My eyes widened and my hand flew to my injury so fast, I yelled, “Ouch!” Then I hurried to the metal cabinet in the bathroom since we weren't allowed mirrors. “Where? What? Is it going to scar?” I leaned near. “Oh . . . my . . . God. I'm hideous!”

There was a bit of blood on my face, but in reality, it wasn't very bad, and I knew the cut was small. Still, when seeing yourself bleeding, one's perception sometimes got a bit skewed.

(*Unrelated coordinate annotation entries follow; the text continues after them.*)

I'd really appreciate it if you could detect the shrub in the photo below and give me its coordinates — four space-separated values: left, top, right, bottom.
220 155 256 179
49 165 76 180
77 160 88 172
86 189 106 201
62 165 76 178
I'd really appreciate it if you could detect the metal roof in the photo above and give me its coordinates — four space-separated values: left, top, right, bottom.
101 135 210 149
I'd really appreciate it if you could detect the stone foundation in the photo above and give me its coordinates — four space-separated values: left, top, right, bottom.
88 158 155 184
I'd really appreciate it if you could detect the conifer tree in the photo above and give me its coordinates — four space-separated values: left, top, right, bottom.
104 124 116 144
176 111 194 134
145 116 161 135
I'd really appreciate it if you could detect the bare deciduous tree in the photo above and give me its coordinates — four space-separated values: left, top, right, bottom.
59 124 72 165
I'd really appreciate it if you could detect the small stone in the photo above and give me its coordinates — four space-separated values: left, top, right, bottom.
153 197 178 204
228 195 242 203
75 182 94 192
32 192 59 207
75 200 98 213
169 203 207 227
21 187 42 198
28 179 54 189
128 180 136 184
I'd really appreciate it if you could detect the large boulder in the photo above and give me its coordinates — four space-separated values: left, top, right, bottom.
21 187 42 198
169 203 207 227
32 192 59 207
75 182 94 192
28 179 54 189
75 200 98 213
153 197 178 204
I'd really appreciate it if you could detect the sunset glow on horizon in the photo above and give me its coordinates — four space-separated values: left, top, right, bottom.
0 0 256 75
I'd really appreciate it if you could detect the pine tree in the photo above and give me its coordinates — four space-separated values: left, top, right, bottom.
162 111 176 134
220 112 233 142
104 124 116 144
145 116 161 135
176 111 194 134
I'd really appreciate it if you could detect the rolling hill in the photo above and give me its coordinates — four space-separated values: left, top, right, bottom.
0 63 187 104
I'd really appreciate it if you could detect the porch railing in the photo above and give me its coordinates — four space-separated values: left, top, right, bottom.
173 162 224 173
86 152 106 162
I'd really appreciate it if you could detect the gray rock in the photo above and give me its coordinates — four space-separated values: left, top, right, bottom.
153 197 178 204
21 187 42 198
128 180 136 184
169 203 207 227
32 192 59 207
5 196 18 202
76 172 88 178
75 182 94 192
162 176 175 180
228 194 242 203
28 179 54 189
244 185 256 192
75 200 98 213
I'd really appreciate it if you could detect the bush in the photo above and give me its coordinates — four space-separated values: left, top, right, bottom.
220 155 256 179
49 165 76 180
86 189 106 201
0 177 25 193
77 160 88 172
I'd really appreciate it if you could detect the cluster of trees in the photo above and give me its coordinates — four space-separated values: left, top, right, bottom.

Jagger grabbed my arm. “Calm down or you'll be yanked off to solitary before I can say . . . that's the freaking excuse I'm going to use to get you out of here, Sherlock. I'm going to say I'm taking you to the emergency room for a plastic surgeon to stitch you up. You look . . . fine.”

I looked fine.

That became my mantra since I, again putting my own spin on Jagger's words, decided it meant I looked damn good and close to “hot.” Also, if I didn't keep repeating it, I would concentrate on Jagger's hand still holding my arm.

When I came back to reality, I said, “Oh. Gotcha. Good one. Good excuse.” I chuckled. “Yeah, good excuse. No one should question—”

His finger touched my lips. Wow.

“Calm down or they'll never let you out of here.” With that he was gone.